Aktuell beobachtet der Automobilklub, dass die Ölunternehmen immer noch mit „großzügigen Gewinnmargen“ arbeiteten. Dies gelte vor allem für die Raffinerien und den Großhandel mit Ölprodukten. „Vor dem Start in die Sommersaison mit ihren Urlaubsfahrten versuchen die Ölunternehmen, wieder höhere Preise durchzusetzen“, sagt Albrecht. So sei der Benzinpreis im Verhältnis zum Rohöl und dem Dollarkurs „erkennbar und nicht nur um einige wenige Cent“ überhöht.
Wie Sie den Wettbewerb nutzen
Tatsächlich sind in Deutschland erst seit der Einführung der Markttransparenzstelle beim Bundeskartellamt starke Preisschwankungen im Tankstellenmarkt zu beobachten. Sämtliche rund 14.000 Stationen im Land müssen der Behörde im Abstand weniger Minuten ihre Preise und Veränderungen melden.
Auf verschiedenen Internetportalen und Apps können Autofahrer dies jederzeit verfolgen. „Die höhere Volatilität der Verbraucherpreise hängt auch mit der gestiegenen Transparenz im Tankstellenmarkt zusammen“, sagt Marktexperte Albrecht. Generell empfehlen die Verbraucherschützer, erst am Abend zwischen 18 Uhr und 22 Uhr aufzutanken.
Fallender Dieselpreis – das steckt dahinter
Seit einigen Wochen schon hat sich die Reihenfolge an den Preistafeln geändert: Diesel ist wieder günstiger als Benzin. Das liegt an der gesunkenen Nachfrage aus dem gewerblichen Lkw-Verkehr, aus der Industrie oder auch von Heizungskunden.
Heizöl und Diesel sind in der Herstellung in den Raffinerien ähnliche Produkte. Die schleppende Konjunktur sorgt für weniger Dieselverbrauch. Doch der Abstand könnte noch größer sein, schließlich belegt der Staat Diesel gegenüber Benzin mit gut 20 Cent weniger Steuern und Abgaben.

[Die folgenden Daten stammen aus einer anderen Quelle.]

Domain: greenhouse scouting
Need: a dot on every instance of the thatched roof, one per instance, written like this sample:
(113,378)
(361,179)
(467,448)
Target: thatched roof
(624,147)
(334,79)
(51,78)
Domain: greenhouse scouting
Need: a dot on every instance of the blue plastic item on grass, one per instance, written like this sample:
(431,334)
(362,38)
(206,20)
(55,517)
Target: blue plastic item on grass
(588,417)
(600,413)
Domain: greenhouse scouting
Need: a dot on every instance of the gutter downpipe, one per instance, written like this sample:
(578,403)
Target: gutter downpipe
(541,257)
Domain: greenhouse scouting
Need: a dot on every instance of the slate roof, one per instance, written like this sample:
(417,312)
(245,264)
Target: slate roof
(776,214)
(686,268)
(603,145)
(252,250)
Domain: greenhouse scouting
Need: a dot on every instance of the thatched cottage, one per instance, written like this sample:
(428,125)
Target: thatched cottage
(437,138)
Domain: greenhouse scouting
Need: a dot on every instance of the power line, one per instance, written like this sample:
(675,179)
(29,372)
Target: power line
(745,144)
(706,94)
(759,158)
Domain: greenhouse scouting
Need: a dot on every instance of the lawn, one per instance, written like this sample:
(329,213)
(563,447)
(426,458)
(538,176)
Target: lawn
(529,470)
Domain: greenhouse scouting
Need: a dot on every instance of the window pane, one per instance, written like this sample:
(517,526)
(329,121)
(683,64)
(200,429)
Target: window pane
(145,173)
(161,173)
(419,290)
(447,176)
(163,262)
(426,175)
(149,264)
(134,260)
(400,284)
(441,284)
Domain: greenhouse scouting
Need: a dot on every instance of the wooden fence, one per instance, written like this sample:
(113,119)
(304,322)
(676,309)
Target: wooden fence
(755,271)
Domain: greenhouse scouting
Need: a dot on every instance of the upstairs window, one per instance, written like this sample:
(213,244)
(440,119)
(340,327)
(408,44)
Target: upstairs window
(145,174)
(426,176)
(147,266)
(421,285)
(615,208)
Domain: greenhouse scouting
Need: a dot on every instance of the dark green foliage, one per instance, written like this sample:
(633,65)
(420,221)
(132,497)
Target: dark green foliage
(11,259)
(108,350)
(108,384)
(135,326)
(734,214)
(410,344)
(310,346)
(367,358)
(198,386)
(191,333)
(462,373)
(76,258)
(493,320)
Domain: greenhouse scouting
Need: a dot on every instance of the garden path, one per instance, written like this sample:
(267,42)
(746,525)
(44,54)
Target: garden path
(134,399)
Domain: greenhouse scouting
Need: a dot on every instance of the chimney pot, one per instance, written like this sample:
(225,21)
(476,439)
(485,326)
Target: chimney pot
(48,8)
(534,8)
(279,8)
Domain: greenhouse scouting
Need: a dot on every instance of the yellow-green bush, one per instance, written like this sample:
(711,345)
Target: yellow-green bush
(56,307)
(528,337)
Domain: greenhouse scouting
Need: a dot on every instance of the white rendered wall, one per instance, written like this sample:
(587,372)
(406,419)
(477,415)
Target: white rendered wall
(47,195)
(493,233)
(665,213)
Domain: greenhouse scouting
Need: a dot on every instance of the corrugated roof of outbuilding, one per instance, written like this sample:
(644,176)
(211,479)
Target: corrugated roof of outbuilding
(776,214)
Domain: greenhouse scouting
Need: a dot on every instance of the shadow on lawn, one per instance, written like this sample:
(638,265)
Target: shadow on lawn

„Derzeit ist Diesel etwa 18 Cent günstiger als Benzin. Wir sehen aber noch Luft nach unten für einen niedrigeren Dieselpreis“, sagt Albrecht.
Wie die Weltlage den Rohölpreis bestimmt
Natürlich sind Vorhersagen bei Tankstellenpreisen mit Unsicherheiten verbunden. Maßgeblich sind die Rohölpreise allen voran der Opec, der Organisation Erdöl exportierender Länder mit ihren 13 Mitgliedsländern.
Zumindest ist die Versorgungslage mit Ölprodukten derzeit in Deutschland wieder so sicher wie vor dem Angriffskrieg Russlands gegen die Ukraine. Die Ölkonzerne haben ihre Beschaffung verändert und russische Lieferungen durch Einfuhren von Ölprodukten wie Benzin, Diesel oder Kerosin etwa aus der Türkei oder Indien ersetzt. Heimische Raffinerien werden zudem mit Rohöl etwa aus Kasachstan versorgt.
Autobahn-Tankstellen und Sprit-Tourismus
Wer mit dem Auto in den Urlaub oder aus anderen Gründen lange Strecken fährt, sollte auf die Preise an den Autobahn-Tankstellen achten. Der Preisabstand zu Benzinstationen abseits dieser Fernstraßen beträgt nach Analyse der Preisportale in der Regel zwischen zehn und 20 Cent je Liter.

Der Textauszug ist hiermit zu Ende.